Many of these propositions could also apply to supers, transgenic humans, uplifted animals or any other sapient with a sense of smell greater than a wild-type human. Communicating the nature of a scent picture in words may, however, be somewhat trickier.

Sources

Bibliography
2. Non-Fiction: The Science of Aliens by Clifford Pickover

Game and Story Use

  • Most RPGs rules for tracking don't do justice to the olfactory capabilities of bloodhounds, bears, and insects. Smelling things from more than a dozen miles away, knowing where you were 24 hours ago, these are powerful abilities that go far beyond "+2 to Tracking".
    • Much of the difficulty in using dogs to track a person has more to do with our inability to communicate clearly with the dog than it does with any limitation or weakness on the dog's part. So in a setting where magic allows people to talk to animals, it will be much easier to find a fugitive.
    • For inspiration, try the Terry Pratchett books in the Watch cycle, starting with Men at Arms5 - these feature a character with a superhuman sense of smell who is forced to try and explain their experiences to their colleagues in synaesthetic terms (mostly to do with colour) .
    • More fictional inspiration: Bigby Wolf from the Fables graphic novels - he also has an enhanced sense of smell and, living around humans, is more or less forced to dull it by chain smoking to avoid getting "too much information" about everyone, all of the time.
  • The PCs initiate first contact with a new alien race. Half way through the meeting, the aliens become enraged and attack or flee. Only later do the PCs realize the intergalactic war started because someone had a spicy burrito for lunch.
    • Or, more seriously, the sections on Olfaction In Other Species and Alien Olfaction can be used to develop some very interesting NPC and monster races.
  • The olfaction disorders could make for interesting character flaws.
    • Someone who imagines they have terrible body odor, and so showers three times a day and wears a sickeningly-thick cloud of perfume.
    • A serial killer who finds blood or cerebral fluid6 to be the most wonderful scent they've experienced, and kills just to wallow in it.
    • In a more mundane fashion, an anosmic person will miss out on key chemical cues (such as the safety odourants added to mains gas) that tell them they've entered an area contaminated with a dangerous substance (mains gas, spilt gasoline, chlorine … that sort of thing), and will also miss the fact that there is a corpse under their bed/floor/patio (even if just a rat carcass)7.
    • Combine one of these with someone with an enhanced sense of smell and you have a receipie for conflict.
  • Many games have magic or mad science that can make someone grow or shrink.

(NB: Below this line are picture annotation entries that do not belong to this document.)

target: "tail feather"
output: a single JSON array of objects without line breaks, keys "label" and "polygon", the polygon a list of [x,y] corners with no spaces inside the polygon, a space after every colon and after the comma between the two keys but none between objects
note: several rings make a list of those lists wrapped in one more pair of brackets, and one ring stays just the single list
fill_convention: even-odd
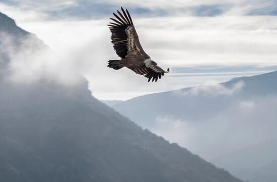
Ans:
[{"label": "tail feather", "polygon": [[124,64],[122,63],[121,60],[109,60],[108,61],[108,67],[114,70],[119,70],[124,67]]}]

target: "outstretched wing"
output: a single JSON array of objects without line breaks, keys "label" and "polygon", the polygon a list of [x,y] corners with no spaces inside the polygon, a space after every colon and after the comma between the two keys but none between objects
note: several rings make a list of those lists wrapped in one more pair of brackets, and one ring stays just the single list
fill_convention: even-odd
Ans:
[{"label": "outstretched wing", "polygon": [[151,80],[151,79],[152,79],[152,82],[154,82],[154,80],[155,82],[157,82],[158,79],[161,79],[162,76],[165,75],[165,73],[169,72],[169,69],[167,69],[167,71],[165,71],[157,65],[151,65],[149,67],[144,66],[142,67],[132,69],[132,70],[136,73],[144,75],[145,77],[148,78],[148,82]]},{"label": "outstretched wing", "polygon": [[121,58],[138,53],[148,56],[140,43],[138,37],[128,10],[126,10],[126,13],[121,7],[121,11],[123,15],[119,11],[117,11],[118,15],[113,13],[116,19],[110,18],[114,22],[108,25],[112,33],[111,42],[116,54]]}]

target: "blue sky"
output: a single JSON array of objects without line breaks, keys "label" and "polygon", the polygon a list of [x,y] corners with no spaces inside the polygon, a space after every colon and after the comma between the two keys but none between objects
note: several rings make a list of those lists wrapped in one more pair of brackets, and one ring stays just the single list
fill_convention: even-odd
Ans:
[{"label": "blue sky", "polygon": [[[193,68],[197,73],[203,67],[232,68],[232,73],[223,75],[219,69],[217,75],[213,70],[204,77],[185,72],[176,77],[173,72],[150,84],[126,69],[108,69],[107,60],[117,56],[106,25],[121,6],[129,10],[145,50],[163,68]],[[0,12],[61,55],[49,67],[66,65],[68,72],[78,72],[101,99],[222,82],[277,65],[276,1],[6,0],[0,1]],[[241,71],[240,67],[250,68]]]}]

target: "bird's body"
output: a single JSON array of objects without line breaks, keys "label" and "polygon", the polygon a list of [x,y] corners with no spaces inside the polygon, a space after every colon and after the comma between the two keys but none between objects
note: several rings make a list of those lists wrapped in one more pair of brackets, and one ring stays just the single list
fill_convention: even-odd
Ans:
[{"label": "bird's body", "polygon": [[113,14],[117,20],[110,18],[114,22],[108,25],[112,33],[111,39],[113,48],[121,59],[110,60],[108,66],[115,70],[124,67],[145,76],[148,81],[157,82],[159,78],[169,71],[163,70],[145,53],[141,45],[138,36],[133,26],[130,14],[121,8],[123,15],[117,11],[118,16]]}]

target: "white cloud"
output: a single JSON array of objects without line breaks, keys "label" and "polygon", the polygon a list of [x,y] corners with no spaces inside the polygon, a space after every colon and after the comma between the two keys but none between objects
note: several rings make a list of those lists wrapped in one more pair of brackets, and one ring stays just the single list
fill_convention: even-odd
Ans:
[{"label": "white cloud", "polygon": [[209,95],[209,96],[218,96],[219,95],[232,95],[238,93],[244,86],[245,84],[242,81],[235,83],[230,87],[223,84],[219,84],[214,82],[214,84],[207,84],[196,86],[188,90],[182,91],[177,90],[175,92],[177,94],[184,95]]},{"label": "white cloud", "polygon": [[[192,5],[194,2],[185,3]],[[1,3],[0,9],[61,55],[64,58],[56,61],[60,62],[57,65],[72,66],[68,69],[85,76],[94,95],[100,99],[126,99],[145,93],[201,85],[207,79],[219,82],[233,76],[184,78],[169,76],[170,73],[157,83],[149,84],[145,78],[127,69],[114,71],[107,68],[108,60],[118,58],[106,25],[108,17],[50,21],[47,15],[34,9]],[[133,19],[145,50],[164,68],[203,65],[277,65],[277,43],[274,41],[277,22],[273,17],[136,17]]]}]

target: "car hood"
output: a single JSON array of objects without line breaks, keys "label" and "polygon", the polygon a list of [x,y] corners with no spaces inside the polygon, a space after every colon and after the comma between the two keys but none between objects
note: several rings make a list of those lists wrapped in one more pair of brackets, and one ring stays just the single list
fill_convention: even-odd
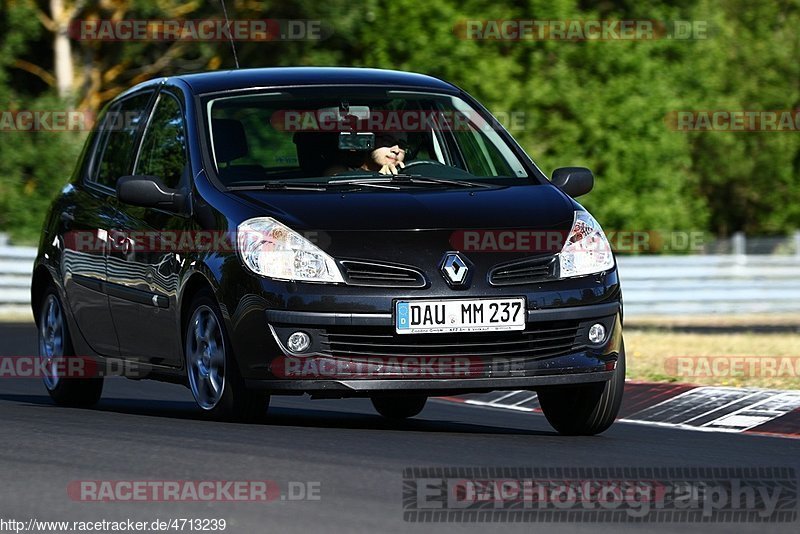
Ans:
[{"label": "car hood", "polygon": [[399,191],[238,191],[252,216],[296,230],[562,229],[575,204],[551,185]]}]

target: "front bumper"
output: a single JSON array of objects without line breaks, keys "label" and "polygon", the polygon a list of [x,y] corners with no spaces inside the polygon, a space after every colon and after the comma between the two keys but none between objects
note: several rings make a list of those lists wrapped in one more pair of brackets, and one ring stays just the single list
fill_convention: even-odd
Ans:
[{"label": "front bumper", "polygon": [[[269,325],[269,345],[277,355],[253,362],[246,385],[283,394],[434,396],[603,382],[613,375],[622,342],[619,301],[529,309],[524,332],[413,339],[394,334],[392,314],[263,313],[261,322]],[[608,335],[603,343],[591,344],[588,329],[597,322]],[[307,354],[285,348],[285,338],[297,330],[314,339]]]}]

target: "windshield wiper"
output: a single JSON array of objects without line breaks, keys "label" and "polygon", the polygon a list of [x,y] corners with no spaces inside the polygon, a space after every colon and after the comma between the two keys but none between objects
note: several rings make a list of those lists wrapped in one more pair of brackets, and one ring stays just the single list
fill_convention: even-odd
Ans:
[{"label": "windshield wiper", "polygon": [[325,184],[289,184],[286,182],[265,182],[261,184],[228,186],[228,191],[265,191],[268,189],[284,191],[327,191]]},{"label": "windshield wiper", "polygon": [[[453,185],[457,187],[492,187],[489,184],[467,182],[462,180],[445,180],[444,178],[430,178],[421,174],[392,174],[381,177],[366,178],[344,178],[341,180],[329,180],[329,185],[364,185],[371,187],[382,187],[385,189],[397,189],[397,185],[405,184],[428,184],[428,185]],[[386,185],[384,185],[386,184]]]}]

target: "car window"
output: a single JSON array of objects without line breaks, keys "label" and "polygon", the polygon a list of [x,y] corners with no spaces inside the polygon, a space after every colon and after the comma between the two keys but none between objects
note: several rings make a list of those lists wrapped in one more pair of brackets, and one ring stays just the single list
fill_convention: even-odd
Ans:
[{"label": "car window", "polygon": [[112,106],[106,113],[103,135],[98,144],[102,157],[97,165],[95,182],[116,188],[121,176],[131,174],[133,145],[152,92],[139,93]]},{"label": "car window", "polygon": [[147,124],[134,174],[157,176],[167,187],[176,188],[186,163],[186,128],[181,106],[175,97],[162,93]]},{"label": "car window", "polygon": [[375,149],[397,145],[414,174],[527,177],[488,118],[453,95],[297,88],[215,98],[207,106],[212,156],[220,181],[228,186],[292,178],[327,181],[342,171],[371,168],[372,150],[350,147],[343,132],[372,136]]}]

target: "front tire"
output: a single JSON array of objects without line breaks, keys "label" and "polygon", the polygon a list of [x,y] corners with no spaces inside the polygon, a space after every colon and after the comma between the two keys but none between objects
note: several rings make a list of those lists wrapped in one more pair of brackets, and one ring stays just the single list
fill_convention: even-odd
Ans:
[{"label": "front tire", "polygon": [[[74,377],[67,372],[70,360],[76,359],[64,306],[55,286],[42,296],[39,306],[39,358],[44,370],[42,382],[50,398],[59,406],[89,407],[97,404],[103,394],[103,377]],[[89,372],[83,360],[81,369]],[[81,363],[81,362],[78,362]],[[70,366],[71,367],[71,366]]]},{"label": "front tire", "polygon": [[593,436],[608,429],[619,413],[625,389],[625,344],[608,382],[537,391],[547,421],[559,434]]},{"label": "front tire", "polygon": [[387,419],[401,420],[419,415],[428,397],[420,395],[372,397],[375,410]]},{"label": "front tire", "polygon": [[269,395],[245,387],[212,294],[198,293],[188,316],[184,327],[186,374],[197,405],[216,420],[250,422],[262,418]]}]

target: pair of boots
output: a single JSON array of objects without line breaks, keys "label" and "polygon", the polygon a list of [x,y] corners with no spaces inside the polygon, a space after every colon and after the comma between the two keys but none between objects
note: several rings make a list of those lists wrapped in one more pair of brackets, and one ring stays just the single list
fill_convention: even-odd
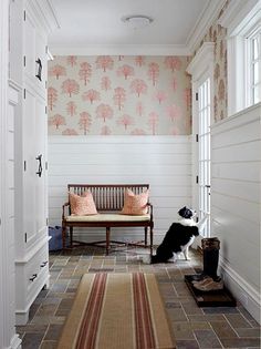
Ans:
[{"label": "pair of boots", "polygon": [[194,287],[202,291],[222,289],[223,281],[217,275],[220,242],[217,237],[203,238],[201,246],[203,250],[203,271],[199,280],[192,281]]}]

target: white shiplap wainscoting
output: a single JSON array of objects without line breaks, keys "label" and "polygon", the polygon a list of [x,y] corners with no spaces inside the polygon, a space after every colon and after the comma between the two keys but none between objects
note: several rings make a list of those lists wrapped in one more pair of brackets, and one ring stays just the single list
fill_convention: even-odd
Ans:
[{"label": "white shiplap wainscoting", "polygon": [[[49,225],[61,225],[66,185],[148,183],[154,205],[155,243],[161,242],[177,211],[191,203],[190,136],[50,136]],[[88,232],[88,233],[86,233]],[[113,229],[132,240],[144,230]],[[104,239],[103,228],[85,229],[84,240]]]},{"label": "white shiplap wainscoting", "polygon": [[220,273],[260,322],[261,105],[212,127],[211,220]]}]

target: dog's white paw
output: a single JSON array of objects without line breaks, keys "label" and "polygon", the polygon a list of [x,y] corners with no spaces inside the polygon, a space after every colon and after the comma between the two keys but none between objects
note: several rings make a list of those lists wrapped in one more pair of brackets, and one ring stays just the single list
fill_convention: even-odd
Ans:
[{"label": "dog's white paw", "polygon": [[142,257],[142,260],[144,264],[150,264],[152,263],[152,257],[150,255],[146,255]]}]

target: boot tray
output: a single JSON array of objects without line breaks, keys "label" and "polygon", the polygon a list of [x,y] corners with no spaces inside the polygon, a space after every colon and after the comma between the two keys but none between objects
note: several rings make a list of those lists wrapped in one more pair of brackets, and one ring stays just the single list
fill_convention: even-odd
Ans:
[{"label": "boot tray", "polygon": [[223,287],[223,289],[201,291],[194,287],[192,281],[199,280],[200,276],[195,275],[185,275],[185,281],[188,286],[188,289],[194,296],[197,305],[199,307],[236,307],[237,301],[230,291]]}]

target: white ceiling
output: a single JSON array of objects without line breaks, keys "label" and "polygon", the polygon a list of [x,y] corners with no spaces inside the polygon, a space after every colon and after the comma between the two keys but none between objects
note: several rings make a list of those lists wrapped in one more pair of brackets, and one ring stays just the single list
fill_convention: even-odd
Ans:
[{"label": "white ceiling", "polygon": [[[220,7],[220,0],[50,0],[60,29],[49,38],[51,52],[72,54],[133,54],[176,50],[187,53],[199,27]],[[121,19],[145,14],[154,19],[142,29],[132,29]],[[134,48],[135,50],[134,52]],[[122,51],[121,51],[122,50]],[[96,52],[97,51],[97,52]],[[122,53],[121,53],[122,52]]]}]

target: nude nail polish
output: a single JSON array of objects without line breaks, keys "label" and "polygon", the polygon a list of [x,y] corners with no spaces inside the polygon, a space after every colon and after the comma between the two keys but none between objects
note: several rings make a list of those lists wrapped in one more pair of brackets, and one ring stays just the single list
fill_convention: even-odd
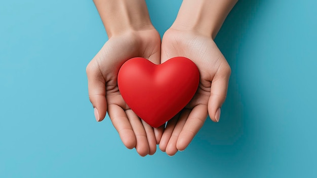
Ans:
[{"label": "nude nail polish", "polygon": [[94,109],[94,113],[95,113],[95,117],[96,118],[96,120],[97,122],[99,122],[100,120],[100,118],[99,117],[99,114],[98,112],[98,110],[97,108],[95,108]]},{"label": "nude nail polish", "polygon": [[219,122],[219,119],[220,119],[220,112],[221,110],[219,108],[218,110],[217,110],[217,111],[216,112],[216,115],[215,116],[215,119],[216,119],[217,122]]}]

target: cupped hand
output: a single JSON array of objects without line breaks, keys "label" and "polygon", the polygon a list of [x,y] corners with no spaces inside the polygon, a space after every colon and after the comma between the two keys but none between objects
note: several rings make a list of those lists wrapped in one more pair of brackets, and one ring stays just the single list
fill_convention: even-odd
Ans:
[{"label": "cupped hand", "polygon": [[170,28],[163,36],[161,51],[161,63],[173,57],[185,57],[195,63],[200,74],[194,97],[168,122],[160,143],[162,151],[174,155],[188,146],[208,114],[219,121],[231,69],[211,37],[194,30]]},{"label": "cupped hand", "polygon": [[135,57],[160,63],[161,38],[153,27],[127,30],[113,35],[87,65],[89,99],[97,121],[107,111],[124,144],[135,148],[141,156],[152,155],[160,142],[163,128],[153,128],[140,120],[129,108],[119,91],[117,78],[121,65]]}]

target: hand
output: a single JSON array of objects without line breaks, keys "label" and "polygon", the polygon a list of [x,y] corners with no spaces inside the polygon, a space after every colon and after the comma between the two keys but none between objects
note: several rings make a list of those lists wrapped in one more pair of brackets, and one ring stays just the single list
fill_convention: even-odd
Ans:
[{"label": "hand", "polygon": [[124,144],[135,148],[142,156],[156,151],[163,128],[153,128],[141,120],[123,100],[117,85],[121,65],[135,57],[159,64],[160,34],[152,26],[141,30],[126,30],[113,35],[87,67],[89,98],[97,121],[108,111],[111,122]]},{"label": "hand", "polygon": [[194,30],[171,27],[163,37],[161,50],[161,63],[175,56],[186,57],[195,63],[200,73],[194,97],[168,122],[161,139],[160,149],[174,155],[188,146],[208,114],[213,121],[219,121],[231,69],[211,37]]}]

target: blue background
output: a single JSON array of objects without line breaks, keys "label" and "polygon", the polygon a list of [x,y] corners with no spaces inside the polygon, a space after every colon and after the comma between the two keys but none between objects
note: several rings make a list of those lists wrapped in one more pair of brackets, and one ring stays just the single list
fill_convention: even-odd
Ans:
[{"label": "blue background", "polygon": [[[181,3],[147,1],[161,35]],[[107,38],[92,1],[2,1],[0,177],[317,177],[316,6],[240,1],[216,39],[232,70],[220,122],[142,158],[95,120],[85,69]]]}]

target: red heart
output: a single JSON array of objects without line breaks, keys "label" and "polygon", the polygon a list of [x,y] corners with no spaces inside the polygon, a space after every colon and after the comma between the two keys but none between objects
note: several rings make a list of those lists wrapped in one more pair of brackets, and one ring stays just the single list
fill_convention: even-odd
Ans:
[{"label": "red heart", "polygon": [[147,123],[158,127],[179,112],[199,83],[196,65],[183,57],[159,65],[135,57],[121,66],[118,86],[128,105]]}]

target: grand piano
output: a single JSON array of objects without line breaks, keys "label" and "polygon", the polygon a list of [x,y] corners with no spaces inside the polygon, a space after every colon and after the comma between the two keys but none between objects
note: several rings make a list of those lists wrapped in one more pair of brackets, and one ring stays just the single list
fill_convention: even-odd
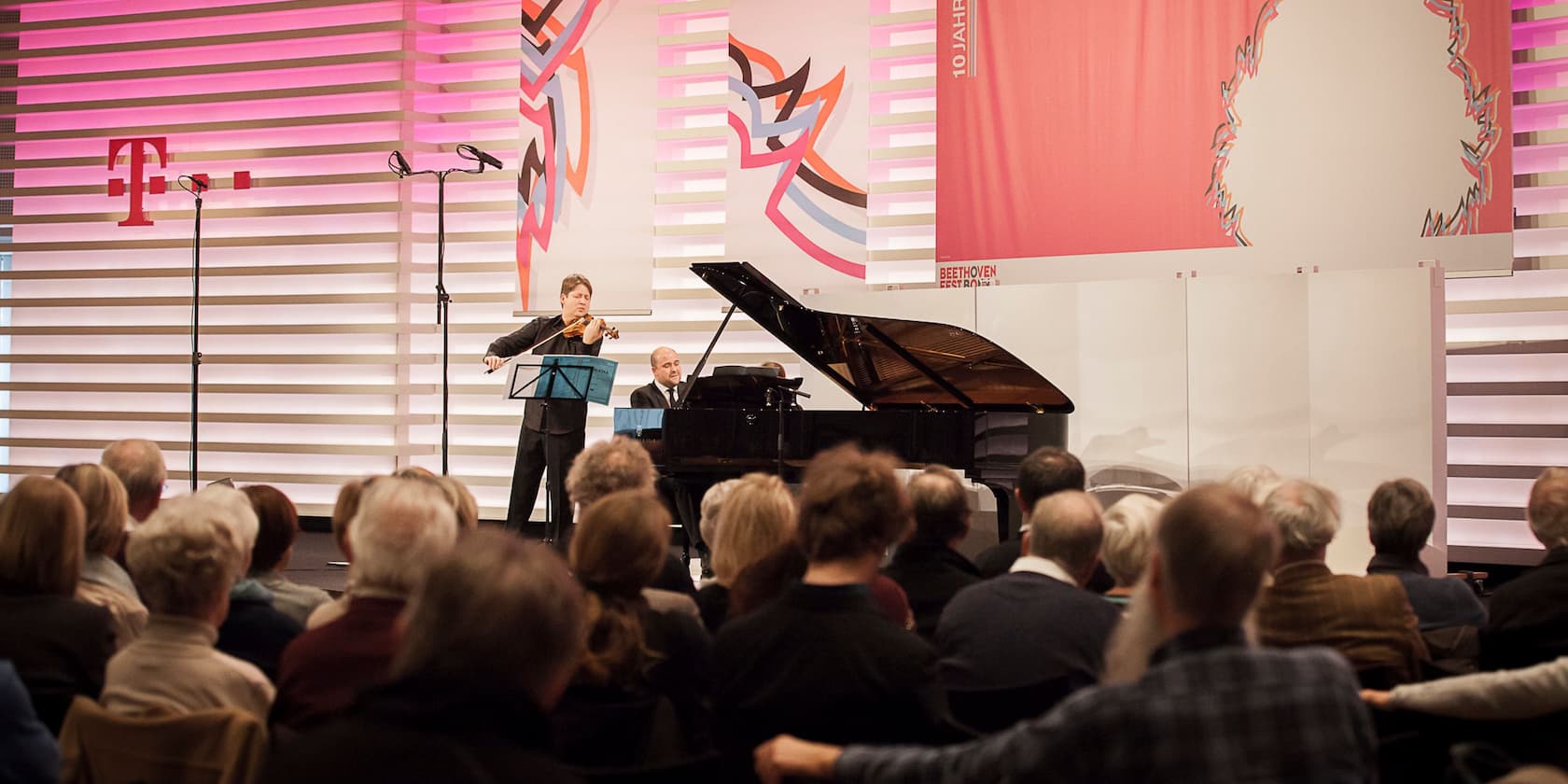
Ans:
[{"label": "grand piano", "polygon": [[908,466],[939,463],[997,495],[1002,538],[1018,530],[1011,488],[1019,461],[1066,445],[1073,401],[1005,348],[931,321],[831,314],[806,307],[743,262],[691,271],[735,309],[839,384],[861,411],[801,411],[798,378],[757,373],[701,376],[724,325],[674,409],[618,409],[616,433],[649,448],[666,477],[685,481],[748,470],[790,477],[812,455],[855,442]]}]

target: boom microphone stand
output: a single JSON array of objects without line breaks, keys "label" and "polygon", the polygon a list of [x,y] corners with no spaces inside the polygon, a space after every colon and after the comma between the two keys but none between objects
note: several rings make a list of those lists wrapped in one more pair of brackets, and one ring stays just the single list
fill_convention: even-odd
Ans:
[{"label": "boom microphone stand", "polygon": [[196,198],[196,223],[191,229],[191,492],[194,492],[199,477],[196,472],[196,423],[199,420],[196,411],[201,401],[201,194],[212,190],[212,183],[199,174],[180,174],[174,182]]},{"label": "boom microphone stand", "polygon": [[474,144],[458,144],[458,157],[472,160],[478,166],[472,169],[420,169],[414,171],[403,157],[403,151],[392,151],[387,157],[387,168],[398,179],[416,174],[436,176],[436,323],[441,325],[441,474],[450,474],[450,433],[447,420],[452,412],[452,381],[447,378],[447,365],[452,359],[452,296],[447,293],[447,176],[448,174],[480,174],[485,166],[500,169],[500,160],[475,147]]}]

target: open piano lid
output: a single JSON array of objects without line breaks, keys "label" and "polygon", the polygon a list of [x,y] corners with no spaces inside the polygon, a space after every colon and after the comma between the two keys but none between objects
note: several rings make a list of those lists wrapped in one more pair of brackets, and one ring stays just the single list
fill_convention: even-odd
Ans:
[{"label": "open piano lid", "polygon": [[961,326],[812,310],[745,262],[691,271],[862,406],[1073,412],[1055,384]]}]

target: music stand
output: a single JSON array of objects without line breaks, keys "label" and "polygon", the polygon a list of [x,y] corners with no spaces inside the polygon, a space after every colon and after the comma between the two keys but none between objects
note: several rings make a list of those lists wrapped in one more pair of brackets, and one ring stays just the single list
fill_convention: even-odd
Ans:
[{"label": "music stand", "polygon": [[544,541],[555,543],[561,532],[555,528],[550,485],[564,483],[566,477],[557,477],[550,470],[550,401],[610,405],[616,362],[590,354],[543,354],[536,359],[513,362],[506,378],[506,400],[538,400],[543,406],[539,422],[544,425],[544,472],[549,474],[544,485]]}]

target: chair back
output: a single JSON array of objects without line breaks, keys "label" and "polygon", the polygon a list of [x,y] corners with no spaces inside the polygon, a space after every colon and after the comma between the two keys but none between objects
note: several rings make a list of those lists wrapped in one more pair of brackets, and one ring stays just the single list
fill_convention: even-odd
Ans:
[{"label": "chair back", "polygon": [[124,717],[78,696],[60,731],[61,784],[251,784],[267,726],[237,709]]},{"label": "chair back", "polygon": [[1068,695],[1093,685],[1087,676],[1060,676],[1038,684],[1007,688],[950,688],[947,709],[963,726],[991,734],[1025,718],[1043,717]]},{"label": "chair back", "polygon": [[685,739],[674,704],[660,695],[572,690],[555,706],[550,740],[561,762],[582,768],[641,768],[679,760]]},{"label": "chair back", "polygon": [[734,781],[724,776],[717,753],[684,759],[668,765],[632,768],[577,768],[588,784],[718,784]]}]

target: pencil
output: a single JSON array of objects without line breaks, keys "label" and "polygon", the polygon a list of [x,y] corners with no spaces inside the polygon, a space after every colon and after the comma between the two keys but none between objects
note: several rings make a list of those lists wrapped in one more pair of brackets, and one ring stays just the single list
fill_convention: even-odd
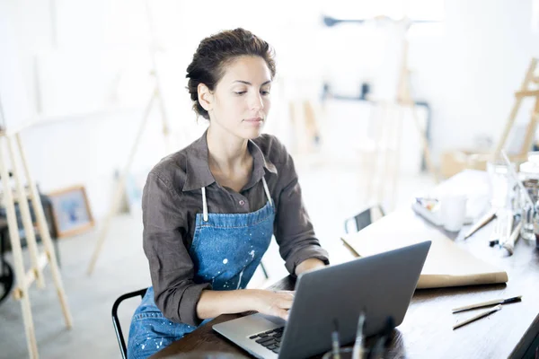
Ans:
[{"label": "pencil", "polygon": [[490,309],[490,310],[488,310],[488,311],[482,311],[481,313],[479,313],[479,314],[477,314],[477,315],[475,315],[475,316],[473,316],[473,317],[472,317],[472,318],[469,318],[469,319],[467,319],[467,320],[463,320],[463,321],[461,321],[461,322],[459,322],[459,323],[456,323],[455,325],[454,325],[454,326],[453,326],[453,330],[455,330],[455,329],[456,329],[457,328],[460,328],[460,327],[462,327],[462,326],[464,326],[464,325],[466,325],[466,324],[468,324],[468,323],[471,323],[471,322],[473,322],[473,321],[475,321],[475,320],[479,320],[479,319],[482,319],[482,318],[483,318],[483,317],[486,317],[487,315],[492,314],[494,311],[499,311],[500,309],[501,309],[501,304],[498,304],[497,306],[495,306],[495,307],[494,307],[494,308],[492,308],[492,309]]}]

If the shape theory of olfaction is true, then if your cells grew or shrank too much, you'd no longer be able to smell anything. The molecules of the odors would no longer fit the receptors. (And of course, take that to extremes, and you may find it impossible to breathe, as well.)
  • One of the Ecology articles in Dragon Magazine proposed that the reason the reptilian humanoids known as troglydytes smell so bad (as they do under D&D RAW) was that they communicated extensively by scent and the foul smell associated with them, especially in combat, was the equivalent of shouting an assortment of alarm calls and cries of rage.